頭頂的月亮已經趨向于滿月,瑩白的月光撒到之處,居然透著勃勃生機。與荒蕪之地的滿地黃沙不同,這里居然是大片大片的綠。
在綠色之中,還能看見綠油油的光閃爍,動物,這是動物的眼睛。
離婳扶起被墊在她身下的修澤,她得盡快將他的身體帶離這里,不然憑著野獸的直覺,他的身體再停留片刻,恐怕就要被撕碎。
而另一邊掉下來的尋月,來不及感嘆她命休矣,同樣看見了不一樣的天。她幾個借力,踩在樹枝上,穩住身形。
站在高高的樹枝上,將下面的景色收入眼底,赫然發現正前方是一座如被刀斧削平的山。
山上空無一物,就連一根草都沒有,就這樣突兀矗立在正中間,直覺告訴她這里有她要找的東西。

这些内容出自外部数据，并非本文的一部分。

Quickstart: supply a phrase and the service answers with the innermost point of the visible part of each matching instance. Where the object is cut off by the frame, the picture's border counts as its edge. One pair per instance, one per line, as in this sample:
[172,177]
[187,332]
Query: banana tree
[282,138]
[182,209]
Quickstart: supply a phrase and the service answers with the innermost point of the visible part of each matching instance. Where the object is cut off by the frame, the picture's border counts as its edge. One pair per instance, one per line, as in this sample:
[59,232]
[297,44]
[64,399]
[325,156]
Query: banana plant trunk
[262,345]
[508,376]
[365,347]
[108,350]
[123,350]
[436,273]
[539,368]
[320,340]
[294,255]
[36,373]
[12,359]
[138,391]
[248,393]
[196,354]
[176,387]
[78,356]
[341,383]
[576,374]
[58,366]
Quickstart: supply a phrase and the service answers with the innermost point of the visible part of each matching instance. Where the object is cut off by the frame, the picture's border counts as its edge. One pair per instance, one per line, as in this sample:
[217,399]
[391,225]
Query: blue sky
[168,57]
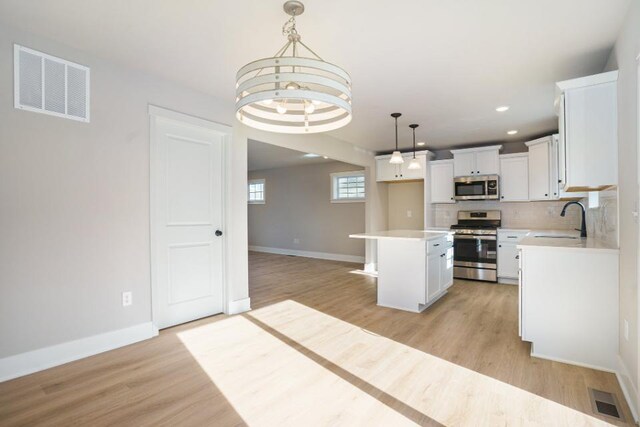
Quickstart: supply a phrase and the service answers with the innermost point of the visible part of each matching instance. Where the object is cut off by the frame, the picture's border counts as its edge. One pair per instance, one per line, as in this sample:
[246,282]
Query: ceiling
[445,65]
[266,156]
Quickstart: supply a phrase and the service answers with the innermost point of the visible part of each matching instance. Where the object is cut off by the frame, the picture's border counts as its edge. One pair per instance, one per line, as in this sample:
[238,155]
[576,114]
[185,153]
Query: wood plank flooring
[316,350]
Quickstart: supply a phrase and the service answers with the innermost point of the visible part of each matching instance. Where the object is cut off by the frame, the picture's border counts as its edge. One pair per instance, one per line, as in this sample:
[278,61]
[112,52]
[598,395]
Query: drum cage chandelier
[289,93]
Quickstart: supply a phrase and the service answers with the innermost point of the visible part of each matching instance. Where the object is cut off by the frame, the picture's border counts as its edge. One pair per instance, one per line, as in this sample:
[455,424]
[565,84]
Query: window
[256,191]
[50,85]
[347,186]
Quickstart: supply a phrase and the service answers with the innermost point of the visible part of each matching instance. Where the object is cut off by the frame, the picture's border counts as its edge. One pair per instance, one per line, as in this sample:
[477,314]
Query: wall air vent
[50,85]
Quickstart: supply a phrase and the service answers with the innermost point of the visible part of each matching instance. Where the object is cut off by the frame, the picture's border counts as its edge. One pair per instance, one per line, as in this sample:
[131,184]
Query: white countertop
[403,234]
[588,243]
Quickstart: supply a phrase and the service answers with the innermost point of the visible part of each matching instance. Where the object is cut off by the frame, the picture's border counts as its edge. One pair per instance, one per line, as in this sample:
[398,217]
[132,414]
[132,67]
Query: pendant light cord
[396,134]
[414,143]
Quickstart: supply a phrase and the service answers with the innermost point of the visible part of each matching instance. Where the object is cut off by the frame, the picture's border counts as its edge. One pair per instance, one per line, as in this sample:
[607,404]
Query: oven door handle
[474,237]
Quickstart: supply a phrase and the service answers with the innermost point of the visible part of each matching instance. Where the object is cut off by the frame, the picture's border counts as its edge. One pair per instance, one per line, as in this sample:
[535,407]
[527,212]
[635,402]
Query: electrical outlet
[127,298]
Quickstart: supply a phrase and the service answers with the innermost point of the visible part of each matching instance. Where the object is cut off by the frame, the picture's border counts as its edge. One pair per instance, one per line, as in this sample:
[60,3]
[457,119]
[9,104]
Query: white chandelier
[292,93]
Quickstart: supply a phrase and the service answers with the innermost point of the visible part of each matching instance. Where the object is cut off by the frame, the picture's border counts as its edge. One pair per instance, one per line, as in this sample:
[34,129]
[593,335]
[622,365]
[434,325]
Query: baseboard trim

“師傅,不下去嗎”白澤落后白鷺半步,站在幾乎要將整個無妄城吞噬的巨洞前詢問。
“不。”白鷺搖頭“即使我們下去了,看到的也只是深淵。”
既然都說是有緣人,他們什么都感應不到,定不會被這緣分接受,何不好好在上面等著。
“走吧,有人來了。”白鷺說完,帶著白澤隱匿身形,消失在原地。
“不會被吞了吧”
來人正是影,藍晟,紅檀以及張三四人。
他們剛布置好最后一道陣法,關上城主府門之時,天元城的五位將軍就趕到了。還不等他們發動陣法,五人手中的武器,猶如毒蛇,想要將他們一擊斃命。
在他們已經準備和他們搏斗之時,變故突生。一聲巨響,停住了他們的腳步。但是卻沒有驚到影。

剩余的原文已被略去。